For one final thought, I want to say Fuck You to the Philadelphia Phillies fans, because, after all, you said it to me many times when I was stationed Maryland in the military and went to numerous games to watch the Cards in Philly. You guys wanted to be the New York Yankees of the National League. You have the second highest payroll in baseball, and even I was surprised to see that this year’s payroll for your team was ahead of the Red Sox. So while most Cardinal fans are calm, passionate and applaud other team’s great play at times, we also stray away from the nonsense like throwing D batteries at players, booing Santa Claus, cheering when opposing players get hit in the head, pointing lazer lights in the eyes of opposing hitters, booing HOF’er Mike Schmidt, etc. There should be books written about how you truly are the worst fans in sports. I guess you’ll just have to get by with the Sports Illustrated naming the Phillies and Eagles fans as the worst. You guys forgot that the games had to be played. You may very well win 2 or 3 WS with the team you have, but not this year.

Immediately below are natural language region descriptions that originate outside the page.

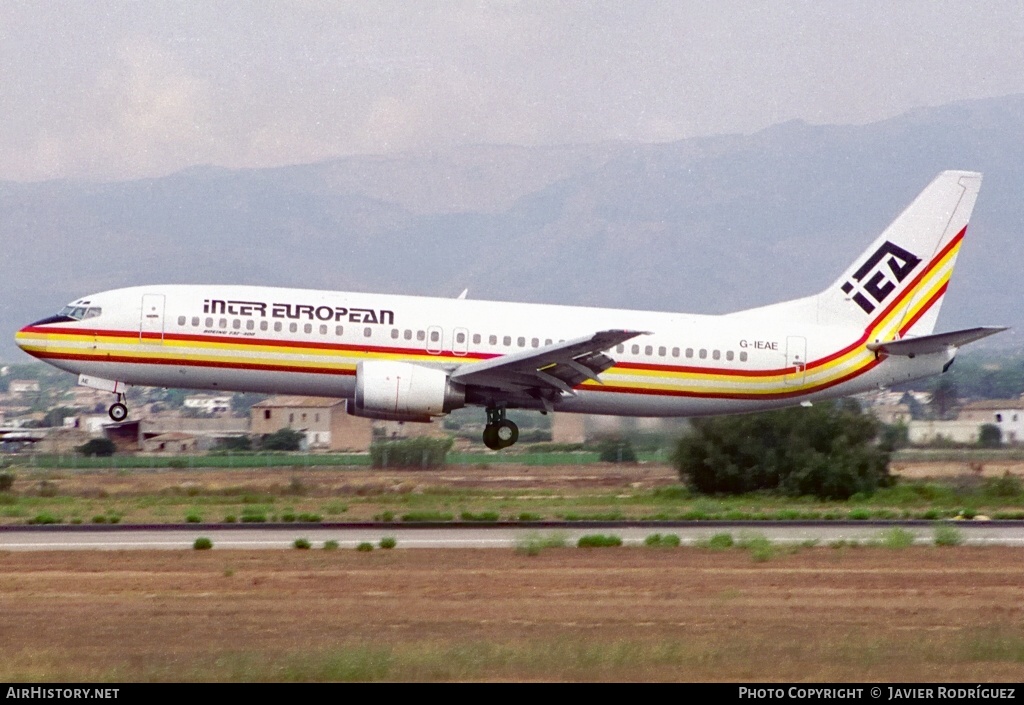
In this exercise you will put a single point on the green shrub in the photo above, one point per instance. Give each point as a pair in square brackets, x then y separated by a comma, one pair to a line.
[599, 541]
[947, 536]
[422, 452]
[662, 541]
[720, 542]
[615, 451]
[826, 451]
[671, 492]
[896, 537]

In fact, the curse of signing Michael Vick by the Eagles may have doomed not only the Eagles, but the Phillies, Flyers and Sixers for years to come. Sorry, I just couldn’t cheer for a guy who did what he did to dogs, and not for money, for pure enjoyment. Vick was the highest paid player in football, and used that for dog fighting because of the evil in his heart. Sure, he can say all the right things now, but I’m calling BS. You had 2 dream teams in 2011, and will win zero championships. I would have given you a pass, but more than a couple of Philly fans had to come on to my blog and talk shit. Well, just as they were deleted, so were you. Isn’t it ironic that the real “Rocky” is Chris Carpenter, and he ended your season.